Slow Children at SERP House on Rugby Road

"I can't believe more people didn't leave"– M.C. Muffin.

 

 So maybe they've played only two shows. So maybe they were both at M.C. Muffin's frat house. So what? Slow Children aren't just the best band in Charlottesville. They're a force of nature– inevitable, unstoppable, profound.

"Kinda weird how we're all clumped together, isn't it?" said fellow Children connoisseur Theo. And so it was: all those in attendance at that tripartite living room of Ozymandian proportions huddled en masse on the stairs, circling the wagons against the wolves of sonic onslaught, battening down the hatches in the futile hope of not getting swept out by the storm.

In a town where even the bravest of the brave new bands are but an exercise in derivative sport, Slow Children are a welcome respite from the tyranny of folkjamgrasspseudoindieshitrock. The brainchild of M.C. Muffin and Sysop, who've been sighted as the non-singing, non-six-string-masturbatory half of the Belding Principle, they began as a recording project. Now they've gradually evolved into one of the most engaging and nuanced live shows I've had the pleasure of witnessing.

Eminently beatful but too complex to be danceable not that their fans are so much the dancing type Slow Children's multi-instrumental talents played prominently in their performance last Friday. Considering there are only two people on stage, they covered a lot of territory guitar, bass, live drums, sampled drums, trombone, keyboards, and a parade of gadgets that I never quite figured out.

Things get zesty when guests are invited to join in a little spoken word poetry here, a little jam-along there. They were joined by a vocalist at their first show, and while I missed her contribution to the texture this time around, it's clear that they don't need it.

I could enumerate the endless list of influence on their beat-kicking ethos, but most homage goes out to a beautiful little computer program called Reason, which supplies the canned half of their rhythmic undercurrents.

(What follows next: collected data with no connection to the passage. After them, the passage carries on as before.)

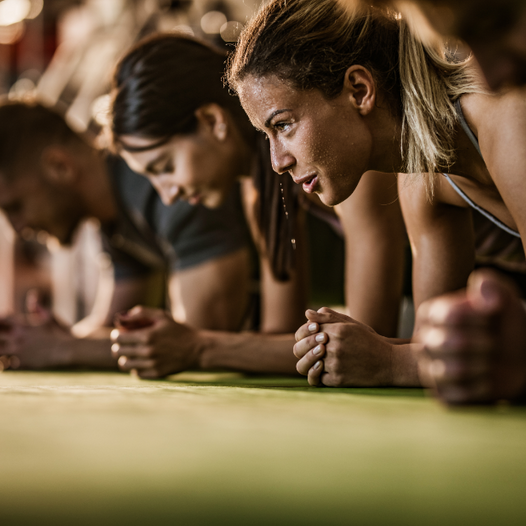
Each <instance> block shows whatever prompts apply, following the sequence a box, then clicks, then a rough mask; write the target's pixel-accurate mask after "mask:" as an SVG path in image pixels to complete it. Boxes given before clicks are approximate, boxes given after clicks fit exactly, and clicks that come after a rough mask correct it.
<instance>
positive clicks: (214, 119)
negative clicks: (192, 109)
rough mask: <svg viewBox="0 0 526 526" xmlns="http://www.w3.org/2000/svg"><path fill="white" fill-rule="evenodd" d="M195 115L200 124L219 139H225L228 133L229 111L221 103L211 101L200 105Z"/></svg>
mask: <svg viewBox="0 0 526 526" xmlns="http://www.w3.org/2000/svg"><path fill="white" fill-rule="evenodd" d="M195 116H196V118H197V120H198V122H199V125H200V126H203V127H204V128H205V129H206V131H208V132H209V133H211V134H212V135H213V136H214V137H215V138H216V139H217V140H218V141H221V142H222V141H224V140H225V139H226V137H227V134H228V113H227V112H226V110H225V109H223V108H222V107H221V106H219V104H215V103H210V104H205V105H203V106H201V107H199V108H198V109H197V110H196V111H195Z"/></svg>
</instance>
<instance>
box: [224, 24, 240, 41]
mask: <svg viewBox="0 0 526 526" xmlns="http://www.w3.org/2000/svg"><path fill="white" fill-rule="evenodd" d="M242 29H243V24H241V23H240V22H234V21H230V22H227V23H226V24H223V25H222V26H221V29H220V33H221V38H222V39H223V40H224V41H225V42H237V39H238V38H239V35H240V33H241V31H242Z"/></svg>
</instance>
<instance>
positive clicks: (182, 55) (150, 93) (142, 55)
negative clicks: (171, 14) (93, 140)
mask: <svg viewBox="0 0 526 526" xmlns="http://www.w3.org/2000/svg"><path fill="white" fill-rule="evenodd" d="M225 60H226V54H225V53H224V52H222V51H221V50H219V49H216V48H214V47H212V46H210V45H208V44H206V43H204V42H201V41H199V40H196V39H193V38H190V37H187V36H182V35H177V34H160V35H155V36H153V37H150V38H147V39H145V40H143V41H141V42H139V43H138V44H137V45H136V46H135V47H134V48H133V49H132V50H131V51H129V52H128V53H127V54H126V56H125V57H124V58H123V59H122V60H121V61H120V63H119V64H118V65H117V67H116V69H115V74H114V77H113V88H112V101H113V102H112V107H111V116H110V117H111V119H110V127H111V135H112V141H113V145H114V147H115V148H116V149H118V148H120V147H125V146H124V145H123V144H122V143H120V141H119V138H120V137H122V136H123V135H136V136H141V137H145V138H152V139H158V141H159V142H158V143H157V144H158V145H160V144H162V143H163V142H166V141H168V140H169V139H170V138H171V137H173V136H174V135H178V134H189V133H192V132H194V131H195V129H196V127H197V118H196V117H195V111H196V110H197V109H198V108H200V107H201V106H203V105H204V104H209V103H216V104H218V105H220V106H222V107H223V108H225V109H227V110H228V111H230V112H231V114H232V115H233V117H234V119H235V120H236V122H237V121H239V122H238V124H239V125H240V126H241V127H243V126H245V127H247V122H246V121H247V119H246V117H245V114H244V112H243V110H242V108H241V106H240V104H239V102H238V100H237V98H234V97H231V96H230V95H229V94H228V92H227V90H225V89H224V87H223V84H222V81H221V78H222V76H223V71H224V63H225ZM150 148H151V147H150Z"/></svg>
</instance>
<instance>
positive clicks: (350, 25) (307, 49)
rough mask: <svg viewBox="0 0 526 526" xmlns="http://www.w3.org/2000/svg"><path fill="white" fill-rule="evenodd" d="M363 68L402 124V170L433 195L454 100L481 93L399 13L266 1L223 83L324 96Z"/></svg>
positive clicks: (401, 149) (244, 40)
mask: <svg viewBox="0 0 526 526" xmlns="http://www.w3.org/2000/svg"><path fill="white" fill-rule="evenodd" d="M353 64H360V65H362V66H364V67H366V68H368V69H369V70H370V71H371V72H372V74H373V76H374V78H375V81H376V84H377V86H378V89H379V91H380V92H381V93H382V94H383V95H384V96H385V97H386V99H387V101H388V104H389V107H390V110H391V112H392V114H393V115H395V116H396V117H397V118H398V119H399V120H400V122H401V129H402V140H401V144H400V148H401V153H402V159H403V166H400V167H393V170H400V171H405V172H407V173H410V174H419V177H424V178H425V180H426V187H427V189H428V195H430V196H432V195H433V190H434V182H435V174H436V173H437V172H440V171H446V170H447V169H448V167H449V166H451V165H452V164H453V163H454V161H455V130H456V127H457V120H458V118H457V115H456V112H455V107H454V103H455V101H456V100H457V99H458V98H459V97H460V96H461V95H463V94H465V93H473V92H480V91H483V89H482V88H481V86H480V84H479V82H478V81H477V78H476V75H475V72H474V70H473V69H472V68H471V66H470V59H467V60H464V61H459V60H455V59H454V58H453V56H452V54H451V53H448V52H447V51H446V49H445V47H444V43H443V42H442V40H440V41H438V42H436V43H431V41H430V42H429V43H422V41H420V40H419V39H418V38H415V36H413V34H412V33H411V31H410V29H409V28H408V25H407V22H406V21H405V20H404V19H403V18H402V17H401V15H400V14H399V13H397V12H396V11H393V10H391V9H387V8H379V7H374V6H370V5H367V4H366V3H365V2H358V3H356V4H354V3H353V4H352V9H346V8H344V7H342V5H341V3H340V2H339V1H338V0H271V1H270V2H268V3H267V4H264V5H263V7H262V8H261V10H260V11H259V13H258V14H257V16H256V17H255V18H254V19H253V20H252V21H251V22H250V23H249V24H248V25H247V26H246V28H245V29H244V31H243V33H242V35H241V38H240V40H239V42H238V46H237V48H236V51H235V53H234V54H233V55H231V56H230V59H229V62H228V69H227V81H228V83H229V85H230V87H231V88H232V89H233V90H234V91H235V90H236V88H237V86H238V84H240V83H241V82H242V81H243V79H244V78H246V77H247V76H248V75H253V76H255V77H264V76H267V75H277V76H278V77H279V78H281V79H282V80H285V81H288V82H290V83H291V85H292V86H293V87H295V88H296V89H300V90H309V89H318V90H320V91H321V92H322V93H323V94H324V95H325V96H326V97H327V98H328V99H331V98H333V97H336V96H337V95H338V94H339V93H340V92H341V89H342V86H343V78H344V76H345V72H346V71H347V69H348V68H349V66H351V65H353Z"/></svg>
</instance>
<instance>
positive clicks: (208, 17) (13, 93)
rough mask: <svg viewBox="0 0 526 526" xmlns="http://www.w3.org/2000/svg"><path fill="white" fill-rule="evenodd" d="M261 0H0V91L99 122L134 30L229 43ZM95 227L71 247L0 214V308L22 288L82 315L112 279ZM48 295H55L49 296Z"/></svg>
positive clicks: (76, 314) (25, 290)
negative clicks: (114, 71) (15, 228)
mask: <svg viewBox="0 0 526 526" xmlns="http://www.w3.org/2000/svg"><path fill="white" fill-rule="evenodd" d="M259 3H260V0H0V96H3V97H8V98H10V99H15V98H16V99H19V98H24V97H26V96H34V95H35V94H36V95H37V96H38V97H39V98H40V99H41V100H43V101H44V102H46V103H47V104H49V105H51V106H58V107H59V108H60V109H61V111H63V112H64V113H65V115H66V118H67V120H68V123H69V124H70V126H72V127H73V128H74V129H76V130H78V131H88V132H93V133H94V134H96V133H98V131H99V130H100V124H101V116H103V115H104V110H105V108H106V107H107V102H108V99H107V93H108V90H109V84H110V79H111V74H112V70H113V67H114V65H115V63H116V62H117V60H118V59H119V58H120V56H121V55H122V54H124V53H125V51H126V50H127V49H128V48H129V47H130V46H131V45H133V43H134V42H136V41H137V40H139V39H140V38H142V37H144V36H146V35H148V34H150V33H153V32H155V31H183V32H186V33H188V34H192V35H195V36H198V37H201V38H205V39H208V40H210V41H212V42H215V43H216V44H218V45H220V46H226V45H228V44H229V43H232V42H235V41H236V39H237V36H238V34H239V31H240V29H241V28H242V26H243V23H244V21H246V20H247V18H248V17H250V16H251V14H252V13H253V12H254V10H255V9H256V8H257V6H258V5H259ZM108 265H109V261H108V258H105V257H104V255H103V254H102V253H101V247H100V239H99V236H98V226H97V225H96V224H94V223H93V222H87V223H86V224H85V225H83V226H82V228H81V230H80V232H79V233H78V235H77V236H76V242H75V244H74V246H72V247H71V248H63V247H59V246H58V245H57V244H56V243H55V242H54V240H53V239H48V238H47V237H46V235H45V233H43V232H40V233H37V232H31V231H27V232H24V233H23V235H22V238H21V239H15V236H14V234H13V232H12V230H11V228H10V226H9V225H8V224H7V221H6V220H5V218H4V217H3V215H1V212H0V316H2V315H6V314H10V313H11V312H13V311H18V312H23V311H24V310H25V308H26V306H25V303H26V297H27V295H28V291H31V293H32V295H33V296H34V292H35V291H36V293H37V295H38V297H39V299H40V301H41V302H43V303H44V304H46V303H47V304H48V306H49V307H51V308H52V309H53V311H54V313H55V315H56V316H57V317H58V318H59V319H61V321H63V322H65V323H66V324H68V325H72V324H74V323H75V322H76V321H78V320H80V319H82V318H83V317H84V316H86V315H87V314H89V312H90V310H91V309H92V307H93V303H94V301H95V297H94V295H95V291H96V290H97V288H98V287H97V286H96V285H97V282H98V280H100V279H108V280H110V279H111V276H112V272H111V268H109V267H108ZM51 298H53V299H52V300H51Z"/></svg>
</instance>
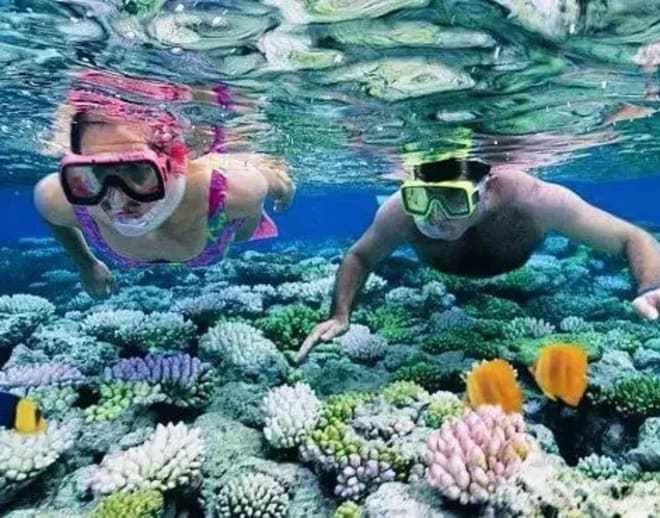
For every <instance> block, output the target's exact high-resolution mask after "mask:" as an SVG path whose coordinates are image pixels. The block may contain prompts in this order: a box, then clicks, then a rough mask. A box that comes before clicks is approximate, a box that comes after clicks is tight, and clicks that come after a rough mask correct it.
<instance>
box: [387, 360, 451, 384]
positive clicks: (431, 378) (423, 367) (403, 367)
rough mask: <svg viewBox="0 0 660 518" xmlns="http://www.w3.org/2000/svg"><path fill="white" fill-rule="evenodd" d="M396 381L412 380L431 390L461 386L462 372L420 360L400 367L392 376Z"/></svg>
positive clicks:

Their instrumental choices, which involve as much crap (kids' toys, cell phones, you get the point) as legitimate instruments, might take a cue from Self's found-sound tomfoolery, and once you throw in the laptop-launched lunacy of Cex, you've got yourself a band... a band that throws their own milk-and-cookies intermission party and that lifts samples from Amadeus.

And if they're ever generous enough to invite the general public to one of their singular shindigs, you'd best be there.